Estimates of Oil Spill Twice the Previous Levels

With mud continuing to battle oil in an attempted "top kill" of the leaking well at the bottom of the Gulf of Mexico, the historic scale of the disaster became clearer Thursday when scientists said the mile-deep well has been spewing 12,000 to 19,000 barrels of oil a day, far more than previously estimated.

Source: Source: Washington Post | Published on May 28, 2010

The new figure supports what many observers have assumed from the images of oil slicking the gulf surface, slathering beaches and spurting from a pipe on the sea floor: This is the worst oil spill in U.S. history.

President Obama, feeling pressure to act in a crisis now in its sixth week, yanked the exploratory drilling permits for 33 deepwater rigs in the gulf and suspended planned exploration in two areas off the coast of Alaska. He announced the moves at a news conference carried on cable TV channels that simultaneously showed the live video feed of effluent billowing from the cracked riser pipe at the bottom of the gulf.

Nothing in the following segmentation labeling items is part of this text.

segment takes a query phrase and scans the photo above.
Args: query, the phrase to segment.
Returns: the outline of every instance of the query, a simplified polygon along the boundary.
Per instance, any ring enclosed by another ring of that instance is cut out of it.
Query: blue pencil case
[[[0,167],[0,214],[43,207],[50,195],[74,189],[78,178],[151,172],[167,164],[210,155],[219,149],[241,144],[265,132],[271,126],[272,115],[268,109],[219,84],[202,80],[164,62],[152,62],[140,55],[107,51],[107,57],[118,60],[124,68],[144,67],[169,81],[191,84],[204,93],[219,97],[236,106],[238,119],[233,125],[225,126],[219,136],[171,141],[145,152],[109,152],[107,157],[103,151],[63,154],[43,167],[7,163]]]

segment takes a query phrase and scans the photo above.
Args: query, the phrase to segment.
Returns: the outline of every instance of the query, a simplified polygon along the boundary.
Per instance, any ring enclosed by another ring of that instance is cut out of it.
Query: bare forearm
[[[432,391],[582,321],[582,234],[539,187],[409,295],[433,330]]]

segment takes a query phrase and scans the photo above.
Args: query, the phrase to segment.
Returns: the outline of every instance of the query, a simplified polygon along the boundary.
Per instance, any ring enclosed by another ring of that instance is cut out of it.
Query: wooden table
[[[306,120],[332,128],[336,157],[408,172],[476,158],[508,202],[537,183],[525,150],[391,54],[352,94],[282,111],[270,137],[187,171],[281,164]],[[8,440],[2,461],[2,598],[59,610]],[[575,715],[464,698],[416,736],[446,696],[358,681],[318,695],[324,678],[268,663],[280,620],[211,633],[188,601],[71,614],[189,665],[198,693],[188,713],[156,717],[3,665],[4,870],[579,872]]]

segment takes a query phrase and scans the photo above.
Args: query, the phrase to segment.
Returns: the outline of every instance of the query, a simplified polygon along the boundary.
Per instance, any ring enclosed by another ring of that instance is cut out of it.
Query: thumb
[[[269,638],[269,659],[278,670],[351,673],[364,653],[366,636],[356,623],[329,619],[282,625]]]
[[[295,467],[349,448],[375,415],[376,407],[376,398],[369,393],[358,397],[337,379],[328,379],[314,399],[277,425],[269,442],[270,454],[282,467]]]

Obama pushed back on suggestions that, as he put it, "BP is off running around doing whatever it wants and nobody is minding the store." He said that his administration is doing all it can, but that, when it comes to plugging the leak, "the federal government does not possess superior technology to BP."

The eventful day included the first prominent administrative casualty of the crisis. Elizabeth Birnbaum, head of Minerals Management Service, which issues permits for offshore drilling, resigned.

The political developments continue to be overshadowed by a technological struggle that has no precedent. Whether the top kill is going to work remains highly uncertain.

The maneuver is a brute-force, yet delicately calibrated, injection of heavy drilling mud into the blowout preventer atop the wellhead. As the mud is pumped from ships at the surface, the hydrocarbons should be forced back down the well toward their source in a porous reservoir called the Macondo field, about 2 1/2 miles below the floor of the gulf.

It has not been smooth sailing. After pumping mud for about nine hours on Wednesday, BP put the pumping on hold throughout the day Thursday while it pondered the initial results. The company resumed Thursday evening.

"Nothing has gone wrong or unanticipated," Doug Suttles, BP's chief operating officer, told reporters. He said engineers hope to improve on their initial performance by preceding a mud injection with a blast of rubber balls and other rough-textured materials -- a "junk shot" -- to clog the blowout preventer and force more mud down into the hole, rather than shooting it out of the leaks in the riser.

"We did believe we did pump some mud down the well bore. We obviously pumped a lot of mud out the riser," Suttles said.

BP Managing Director Bob Dudley likened the top kill to an "arm-wrestling match with two fairly equal-rated forces. Or taking two fire hoses and driving them together, trying to overcome the other."

The well won't be considered killed until the mud injection has been followed by cement to permanently plug it -- at which point the news would be carried by "the roar coming out of this building," the deadpan Suttles said.